(Updated 11:27 a.m.) Katherine Brophy, a Humanities professor at the University of Connecticut, topped the list of longevity bonus recipients with a $9,166 bonus.
James Blake, an executive vice provost at Southern Connecticut State University, and Michael Pernal, an executive vice provost at Eastern Connecticut State University, who aren’t union employees like Brophy, followed with bonuses of $6,768.99 and $6,685.03
D’Ann Mazzocca, executive director of Legislative Management, is number four on the list with a $6,641.92 bonus. Only two other employees, Marc Herzog, chancellor of the Community College System, and Walter Bernstein, vice president of student affairs at Western Connecticut State University are receiving more than $6,000 this April.
Banking Commissioner Howard Pitkin will receive $4,800 and Correction Department Commissioner Leo Arnone will receive $5,600 and those are just two of a handful of Gov. Dannel P. Malloy’s appointees that will receive the bonus checks Friday.
In January Malloy signed an executive order eliminating the longevity payments for any of his new executive appointees some of whom were longtime lawmakers and would have qualified to receive a bonus this week. But the executive order did not cover employees already employed by the state even if they were joining the executive pay plan.
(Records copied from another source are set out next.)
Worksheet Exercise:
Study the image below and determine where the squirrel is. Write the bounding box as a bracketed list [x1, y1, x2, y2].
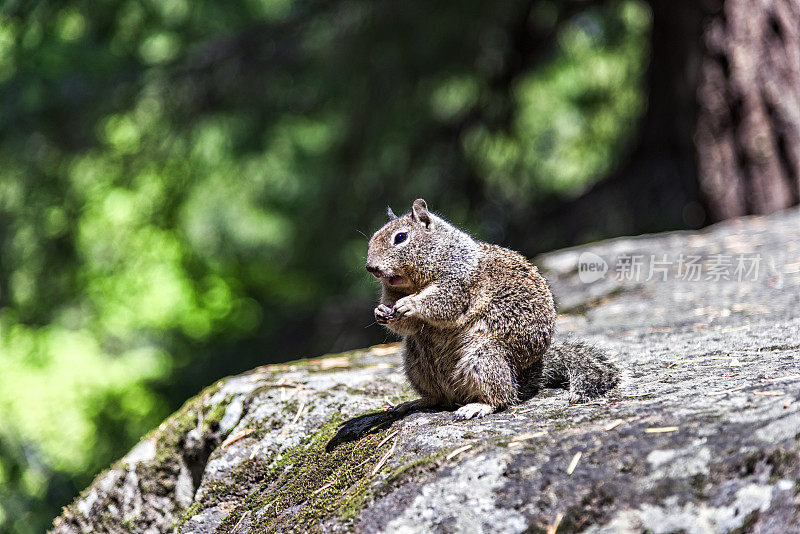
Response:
[366, 199, 619, 420]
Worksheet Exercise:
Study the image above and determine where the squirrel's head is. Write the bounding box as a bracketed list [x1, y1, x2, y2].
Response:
[366, 198, 434, 292]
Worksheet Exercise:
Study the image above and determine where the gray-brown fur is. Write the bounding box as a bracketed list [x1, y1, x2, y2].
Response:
[367, 199, 619, 419]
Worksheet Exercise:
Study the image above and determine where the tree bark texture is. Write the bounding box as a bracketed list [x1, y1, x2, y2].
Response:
[695, 0, 800, 220]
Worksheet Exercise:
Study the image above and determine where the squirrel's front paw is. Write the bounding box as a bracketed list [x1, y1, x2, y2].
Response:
[389, 296, 419, 321]
[375, 304, 394, 324]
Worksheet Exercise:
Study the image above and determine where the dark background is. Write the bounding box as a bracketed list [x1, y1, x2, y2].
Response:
[0, 0, 800, 532]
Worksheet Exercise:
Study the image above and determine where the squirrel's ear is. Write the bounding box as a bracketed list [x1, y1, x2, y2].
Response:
[411, 198, 431, 228]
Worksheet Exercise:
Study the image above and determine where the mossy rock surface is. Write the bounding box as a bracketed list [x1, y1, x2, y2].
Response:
[54, 210, 800, 533]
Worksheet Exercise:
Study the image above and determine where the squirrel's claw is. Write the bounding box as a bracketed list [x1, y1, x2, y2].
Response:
[374, 304, 393, 324]
[390, 296, 418, 320]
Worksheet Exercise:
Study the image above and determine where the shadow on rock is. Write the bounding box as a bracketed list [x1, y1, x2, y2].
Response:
[325, 411, 403, 452]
Asked in Meriden Wednesday morning about why some members of his administration still received the bonuses Malloy said, “Actually, I’ll look into it. I don’t know.”
Office of Policy and Management Undersecretary Mark Ojakian later explained.
Ojakian said all payments for executive employees were frozen at the Oct. 2010 level and taking it away from those already receiving it could have created legal issues for the administration. He said the governor wants the legislature to take up the issue and eliminate the payments for all non-union employees. The union longevity bonuses are collectively bargained.
Ojakian himself will receive a $4,800 bonus.
But Ojakian’s explanation isn’t good enough for some critics of the administration.
Democratic strategist, Jonathan Pelto, says Malloy could have made elimination of the bonuses to those already receiving them a condition of their appointment. Click here to read his blog post on the issue.
Thirty-six hundred bonuses totaling about $7 million will be doled out to non-union employees. About 28,639 unionized workers will receive a total of about $13.25 million in bonuses. Most of the union bonuses were under $1,000, according to information from state Comptroller Kevin Lembo’s office.
The General Assembly failed to eliminate these longevity bonuses last year when they passed a budget despite broad bipartisan support for the measure.
Longevity payments, which date back to the 1960s, begin on an employee’s 10th anniversary and increase after 15, 20 and 25 years of service and are made in April and October each year. Legislative leaders from both parties have said the payments need to go, but have yet to take action on the measure.